Basic Data Structures III: Data Frames in R

What are Data Frames in R?

Data Frames in R are a two dimensional data structure used to hold data of heterogeneous types in a table-like format.

A data frame comprises of rows and columns. Columns are the variables that you record in an experiment. Rows are the observation. More specifically, each row is an instance of an observation.

Another way of looking at data frame is to view it as a matrix that can hold data of various different data types. That is to say that each row can have data of different types, but each column has a data of the same type.

Yet another way of perceiving data frame is to view them as a list of vectors or to put simply as a collection of vectors that are cbound (i.e. cbind operation has been applied on them).
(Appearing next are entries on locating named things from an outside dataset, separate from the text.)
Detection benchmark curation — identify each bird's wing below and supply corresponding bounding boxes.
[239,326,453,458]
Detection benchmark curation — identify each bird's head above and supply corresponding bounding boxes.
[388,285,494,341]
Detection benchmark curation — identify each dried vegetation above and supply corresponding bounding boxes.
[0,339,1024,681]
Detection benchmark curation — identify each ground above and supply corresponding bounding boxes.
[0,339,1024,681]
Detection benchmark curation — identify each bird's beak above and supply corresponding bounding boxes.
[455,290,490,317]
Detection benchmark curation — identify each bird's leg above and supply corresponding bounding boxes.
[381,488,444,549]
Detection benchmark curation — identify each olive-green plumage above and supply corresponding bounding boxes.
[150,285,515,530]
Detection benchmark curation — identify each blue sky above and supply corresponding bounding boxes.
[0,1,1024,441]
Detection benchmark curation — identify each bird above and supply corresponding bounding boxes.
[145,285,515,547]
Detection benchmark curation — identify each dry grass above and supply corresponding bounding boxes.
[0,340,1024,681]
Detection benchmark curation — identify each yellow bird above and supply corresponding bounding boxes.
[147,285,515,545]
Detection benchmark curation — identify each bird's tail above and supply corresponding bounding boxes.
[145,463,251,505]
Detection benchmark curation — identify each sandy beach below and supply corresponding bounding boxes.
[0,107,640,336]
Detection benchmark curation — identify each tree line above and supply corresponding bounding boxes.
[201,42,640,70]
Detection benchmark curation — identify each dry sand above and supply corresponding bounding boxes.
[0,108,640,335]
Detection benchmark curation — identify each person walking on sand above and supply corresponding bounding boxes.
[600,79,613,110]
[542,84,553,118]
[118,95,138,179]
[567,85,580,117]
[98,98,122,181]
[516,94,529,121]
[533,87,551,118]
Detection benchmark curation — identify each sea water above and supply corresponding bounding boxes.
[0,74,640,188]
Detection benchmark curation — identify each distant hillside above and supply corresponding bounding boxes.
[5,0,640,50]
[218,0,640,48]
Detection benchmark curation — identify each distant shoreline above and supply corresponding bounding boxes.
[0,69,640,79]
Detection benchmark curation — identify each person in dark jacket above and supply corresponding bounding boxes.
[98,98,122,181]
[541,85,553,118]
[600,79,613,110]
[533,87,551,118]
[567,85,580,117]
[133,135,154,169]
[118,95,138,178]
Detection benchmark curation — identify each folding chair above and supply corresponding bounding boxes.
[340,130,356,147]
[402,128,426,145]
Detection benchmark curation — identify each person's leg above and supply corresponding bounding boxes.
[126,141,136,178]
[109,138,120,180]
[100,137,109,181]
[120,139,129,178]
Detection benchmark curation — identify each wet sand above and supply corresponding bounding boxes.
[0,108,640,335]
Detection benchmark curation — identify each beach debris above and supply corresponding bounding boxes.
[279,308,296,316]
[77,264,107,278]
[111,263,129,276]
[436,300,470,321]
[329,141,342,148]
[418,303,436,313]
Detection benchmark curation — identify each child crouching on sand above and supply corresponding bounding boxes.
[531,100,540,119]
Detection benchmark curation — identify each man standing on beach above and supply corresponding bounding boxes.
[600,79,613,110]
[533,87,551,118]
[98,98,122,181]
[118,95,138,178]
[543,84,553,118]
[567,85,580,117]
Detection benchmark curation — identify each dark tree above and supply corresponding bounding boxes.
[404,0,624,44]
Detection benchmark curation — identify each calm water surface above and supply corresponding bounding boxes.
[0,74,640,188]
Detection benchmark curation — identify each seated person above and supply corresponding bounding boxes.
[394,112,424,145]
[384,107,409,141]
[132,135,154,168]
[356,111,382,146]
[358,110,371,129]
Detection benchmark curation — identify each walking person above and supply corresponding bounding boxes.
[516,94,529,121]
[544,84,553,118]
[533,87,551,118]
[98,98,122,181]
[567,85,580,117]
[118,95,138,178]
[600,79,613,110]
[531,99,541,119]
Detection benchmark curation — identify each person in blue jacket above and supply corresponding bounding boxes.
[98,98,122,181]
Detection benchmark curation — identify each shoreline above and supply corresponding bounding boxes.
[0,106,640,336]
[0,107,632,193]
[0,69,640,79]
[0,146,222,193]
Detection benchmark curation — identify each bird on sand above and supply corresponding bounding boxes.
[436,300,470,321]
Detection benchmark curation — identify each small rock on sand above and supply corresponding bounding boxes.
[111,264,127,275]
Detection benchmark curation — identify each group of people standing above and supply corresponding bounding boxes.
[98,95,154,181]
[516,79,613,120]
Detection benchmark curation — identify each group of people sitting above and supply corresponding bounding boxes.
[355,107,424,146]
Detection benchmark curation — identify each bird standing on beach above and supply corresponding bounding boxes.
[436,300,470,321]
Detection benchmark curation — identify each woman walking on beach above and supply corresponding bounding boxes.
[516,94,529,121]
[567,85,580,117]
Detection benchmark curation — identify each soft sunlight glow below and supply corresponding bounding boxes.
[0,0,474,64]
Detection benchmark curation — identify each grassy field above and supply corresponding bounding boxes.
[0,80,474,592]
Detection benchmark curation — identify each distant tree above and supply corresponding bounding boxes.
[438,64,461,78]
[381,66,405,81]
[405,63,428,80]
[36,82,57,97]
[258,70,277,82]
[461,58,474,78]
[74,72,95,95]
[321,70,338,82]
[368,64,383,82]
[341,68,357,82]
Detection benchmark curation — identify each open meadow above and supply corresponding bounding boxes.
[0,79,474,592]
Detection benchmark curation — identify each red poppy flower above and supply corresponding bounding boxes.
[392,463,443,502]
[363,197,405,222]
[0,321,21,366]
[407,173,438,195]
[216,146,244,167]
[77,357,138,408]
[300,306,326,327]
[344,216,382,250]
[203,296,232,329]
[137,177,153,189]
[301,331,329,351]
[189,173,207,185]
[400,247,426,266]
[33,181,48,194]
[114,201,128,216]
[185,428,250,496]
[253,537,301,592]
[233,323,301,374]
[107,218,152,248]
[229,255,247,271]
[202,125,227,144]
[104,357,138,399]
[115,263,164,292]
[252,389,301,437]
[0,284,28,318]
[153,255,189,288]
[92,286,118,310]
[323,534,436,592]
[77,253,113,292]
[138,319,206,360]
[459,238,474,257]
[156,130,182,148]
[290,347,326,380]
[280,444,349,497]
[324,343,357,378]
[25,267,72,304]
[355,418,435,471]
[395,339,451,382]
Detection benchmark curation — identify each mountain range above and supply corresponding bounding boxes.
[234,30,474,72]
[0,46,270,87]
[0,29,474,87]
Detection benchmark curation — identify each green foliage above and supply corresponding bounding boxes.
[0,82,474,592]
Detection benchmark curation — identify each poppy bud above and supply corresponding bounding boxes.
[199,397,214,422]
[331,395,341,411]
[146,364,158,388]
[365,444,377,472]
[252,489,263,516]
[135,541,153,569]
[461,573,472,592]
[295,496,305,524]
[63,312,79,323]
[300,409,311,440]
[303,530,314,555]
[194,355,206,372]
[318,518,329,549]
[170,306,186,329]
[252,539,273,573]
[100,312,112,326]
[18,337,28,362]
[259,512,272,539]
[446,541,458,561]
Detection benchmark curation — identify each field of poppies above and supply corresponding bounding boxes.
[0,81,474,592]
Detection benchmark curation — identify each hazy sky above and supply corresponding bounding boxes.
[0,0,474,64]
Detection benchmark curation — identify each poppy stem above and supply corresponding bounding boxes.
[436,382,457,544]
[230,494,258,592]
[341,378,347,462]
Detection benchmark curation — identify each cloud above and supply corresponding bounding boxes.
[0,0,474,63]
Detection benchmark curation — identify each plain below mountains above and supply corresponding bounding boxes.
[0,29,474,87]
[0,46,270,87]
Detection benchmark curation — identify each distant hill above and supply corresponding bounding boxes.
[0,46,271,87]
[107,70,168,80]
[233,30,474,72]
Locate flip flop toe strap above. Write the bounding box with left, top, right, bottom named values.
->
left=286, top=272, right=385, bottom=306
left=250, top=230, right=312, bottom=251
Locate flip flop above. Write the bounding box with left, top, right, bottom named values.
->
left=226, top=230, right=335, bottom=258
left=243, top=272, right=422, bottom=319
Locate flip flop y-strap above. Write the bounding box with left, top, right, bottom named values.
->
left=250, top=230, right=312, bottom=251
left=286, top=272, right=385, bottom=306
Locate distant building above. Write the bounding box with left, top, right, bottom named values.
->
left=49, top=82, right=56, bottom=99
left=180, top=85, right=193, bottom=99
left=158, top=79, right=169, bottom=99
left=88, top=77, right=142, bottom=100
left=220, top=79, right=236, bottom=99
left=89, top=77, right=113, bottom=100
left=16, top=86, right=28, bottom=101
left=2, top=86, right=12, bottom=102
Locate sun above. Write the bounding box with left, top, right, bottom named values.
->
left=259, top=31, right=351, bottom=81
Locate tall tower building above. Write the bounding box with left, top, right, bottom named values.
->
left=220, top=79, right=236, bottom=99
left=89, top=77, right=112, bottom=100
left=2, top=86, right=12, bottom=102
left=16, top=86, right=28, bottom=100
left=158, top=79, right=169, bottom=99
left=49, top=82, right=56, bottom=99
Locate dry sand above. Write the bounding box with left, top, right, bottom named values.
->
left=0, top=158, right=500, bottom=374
The following code snippet shows the structure of a data frame called mtcars that ships with R-

R
1
2
3
4
5
6
7
8
9
10
11
12
> class(mtcars)
[1] "data.frame"
 
> head(mtcars)
                   mpg cyl disp  hp drat    wt  qsec vs am gear carb
Mazda RX4         21.0   6  160 110 3.90 2.620 16.46  0  1    4    4
Mazda RX4 Wag     21.0   6  160 110 3.90 2.875 17.02  0  1    4    4
Datsun 710        22.8   4  108  93 3.85 2.320 18.61  1  1    4    1
Hornet 4 Drive    21.4   6  258 110 3.08 3.215 19.44  1  0    3    1
Hornet Sportabout 18.7   8  360 175 3.15 3.440 17.02  0  0    3    2
Valiant           18.1   6  225 105 2.76 3.460 20.22  1  0    3    1
>

Creating a Data Frame in R

Like with other data structures in R – there are two interconnected ways of creating data frames –

  1. Using the ‘constructor’ data.frame function
  2. as.data.frame function (this is internally called by data.frame function)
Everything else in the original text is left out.